НАТАЛИ - Я (11.01.2018)

----------


## Юлия Протасова

Добрый день коллеги! Прошу вас помогите пожалуйста!!! Каждый год делаю своими руками костюм символа года. В этом году не могу найти мастер класс по изготовлению маски собаки из поролона. Нужны выкройки на взрослого человека, т.к. изготавливаю ростовые костюмы. Ничего не могу найти, может кто нибудь подскажет где можно найти выкройку маски и видео мастер класса. Заранее благодарна всем, кто откликнется.

----------


## Юлия Протасова

Можно в личку или на электронку protasovaulia@yandex.ru

----------


## Lara1966

Добрый день, уважаемые форумчане! Восхищаюсь вашими талантами и очень прошу помощи.
Нам необходимо поздравить директора с юбилеем - 45-летием. Вечеринка задумана в итальянском стиле, готовим музыкальные номера. Так как не все сотрудники имеют вокальные данные, мы сочинили частушки на итальянскую тему. В планах - запустить минус песни А. Челентано, когда поиграет куплет - прервать и обьявить что -то наподобие "Челентано не смог приехать чтобы лично поздравить нашу имярек именинницу, поэтому перед Вами выступит квартет (наше название). Помогите, пожалуйста, неординарно и весело  сформулировать эту "подводочку" !!! Заранее благодарна всем откликнувшимся!

----------


## Ksuwa2603

Я хотела бы попросить помощи к 8 марта.люди у меня эти видели все только что можно.на каждом празднике я у них

----------


## Курица

> Я хотела бы попросить помощи к 8 марта


Зайди по ссылке: https://forum.in-ku.com/forumdisplay.php?f=137 
Там много темок, объединённых общей темой *"8 марта"*
В них  обсуждаются и предлагаются различные программы : сценарии, батлы, блоки и т.д. для проведения праздника 8 Марта незабываемо и весело.

----------


## Майя-я

Дорогие форумчане, подскажите, где можно найти идеи для театрализованной концертной программы к 1 апреля. Мне нужно подготовить первоапрельскую юморину с включением шуточных песен, сценок, частушек и так далее. Номера концертные есть, но чем всё это интересно связать, не знаю. Не хочется, чтобы это был просто концерт. Помогите, может, кто-то уже подобное что-то делал.

----------


## nezabudka-8s

> подскажите, где можно найти идеи для театрализованной концертной программы к 1 апреля. Мне нужно подготовить первоапрельскую юморину с включением шуточных песен, сценок, частушек и так далее. Номера концертные есть, но чем всё это интересно связать, не знаю. Не хочется, чтобы это был просто концерт.

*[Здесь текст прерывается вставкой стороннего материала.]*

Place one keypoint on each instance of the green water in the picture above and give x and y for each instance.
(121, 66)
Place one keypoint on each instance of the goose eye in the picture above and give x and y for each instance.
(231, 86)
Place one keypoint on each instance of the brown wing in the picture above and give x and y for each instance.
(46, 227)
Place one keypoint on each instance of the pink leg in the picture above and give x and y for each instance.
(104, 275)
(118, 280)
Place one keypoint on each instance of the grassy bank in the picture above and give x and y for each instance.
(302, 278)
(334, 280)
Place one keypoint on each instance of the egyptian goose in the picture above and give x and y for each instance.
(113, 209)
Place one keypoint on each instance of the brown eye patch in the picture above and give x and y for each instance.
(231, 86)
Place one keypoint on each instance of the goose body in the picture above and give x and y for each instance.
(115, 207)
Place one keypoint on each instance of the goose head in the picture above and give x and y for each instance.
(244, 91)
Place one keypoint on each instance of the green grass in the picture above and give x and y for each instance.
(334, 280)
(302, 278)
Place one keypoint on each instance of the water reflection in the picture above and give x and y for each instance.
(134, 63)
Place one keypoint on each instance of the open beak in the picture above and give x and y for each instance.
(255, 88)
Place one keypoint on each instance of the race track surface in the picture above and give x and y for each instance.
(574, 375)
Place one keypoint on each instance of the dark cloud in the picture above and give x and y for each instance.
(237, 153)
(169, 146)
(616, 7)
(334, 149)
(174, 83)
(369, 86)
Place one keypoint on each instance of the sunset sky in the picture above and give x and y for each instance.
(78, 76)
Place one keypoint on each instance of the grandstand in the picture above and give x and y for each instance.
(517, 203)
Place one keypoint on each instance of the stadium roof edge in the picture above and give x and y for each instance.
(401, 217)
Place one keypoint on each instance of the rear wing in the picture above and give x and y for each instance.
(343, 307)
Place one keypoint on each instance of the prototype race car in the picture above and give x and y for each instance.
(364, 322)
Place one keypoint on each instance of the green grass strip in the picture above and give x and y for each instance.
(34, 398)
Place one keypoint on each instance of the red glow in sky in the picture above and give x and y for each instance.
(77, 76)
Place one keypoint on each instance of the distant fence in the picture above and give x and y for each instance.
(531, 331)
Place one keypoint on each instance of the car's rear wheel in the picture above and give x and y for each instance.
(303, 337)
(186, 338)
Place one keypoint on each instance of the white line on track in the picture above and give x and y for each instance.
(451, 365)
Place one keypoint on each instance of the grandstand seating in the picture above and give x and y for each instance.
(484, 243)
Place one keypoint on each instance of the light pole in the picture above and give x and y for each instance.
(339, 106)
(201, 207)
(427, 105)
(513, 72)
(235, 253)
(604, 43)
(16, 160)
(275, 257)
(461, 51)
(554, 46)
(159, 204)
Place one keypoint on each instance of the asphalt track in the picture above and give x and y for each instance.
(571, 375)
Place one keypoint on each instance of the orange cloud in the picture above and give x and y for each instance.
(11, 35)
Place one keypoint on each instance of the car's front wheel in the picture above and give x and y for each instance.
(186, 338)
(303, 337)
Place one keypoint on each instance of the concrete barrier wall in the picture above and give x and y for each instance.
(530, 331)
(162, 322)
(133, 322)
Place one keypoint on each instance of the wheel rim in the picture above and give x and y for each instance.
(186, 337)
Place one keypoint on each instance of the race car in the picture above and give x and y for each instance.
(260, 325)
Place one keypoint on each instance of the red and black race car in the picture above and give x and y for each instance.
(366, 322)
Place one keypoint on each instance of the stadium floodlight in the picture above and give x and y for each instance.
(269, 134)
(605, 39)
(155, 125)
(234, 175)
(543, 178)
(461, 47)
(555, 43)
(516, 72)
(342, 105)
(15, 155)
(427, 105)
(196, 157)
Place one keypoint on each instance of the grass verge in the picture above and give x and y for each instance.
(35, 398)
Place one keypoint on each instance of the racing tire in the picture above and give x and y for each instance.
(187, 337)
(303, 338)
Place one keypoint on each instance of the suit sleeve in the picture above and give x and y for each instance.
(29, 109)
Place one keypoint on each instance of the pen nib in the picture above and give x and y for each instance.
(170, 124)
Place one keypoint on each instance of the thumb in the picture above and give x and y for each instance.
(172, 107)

Майя, добро пожаловать на форум! С первым Вас сообщением!

Посмотрите эти темы:
1 апреля - День смеха / День дурака  (в разделе Ведущих)1 апреля (в разделе работников культуры)
Возможно, найдёте, от чего оттолкнуться. Удачи!

----------


## Майя-я

Спасибо Вам. Нашла в разделе ведущих, подходящую случаю программку. Остаётся немного подумать, чтобы подогнать под свои реалии. Ещё раз спасибо за советы.

----------

Курица (28.02.2018)

----------


## Смоляниова2

Добрый вечер. Прошу помощи, заказали юбилей в русском стиле. Даже не представляю с чего начать. Может идею кто подкинет? буду очень благодарна

----------


## nezabudka-8s

> Прошу помощи, заказали юбилей в русском стиле. Даже не представляю с чего начать. Может идею кто подкинет?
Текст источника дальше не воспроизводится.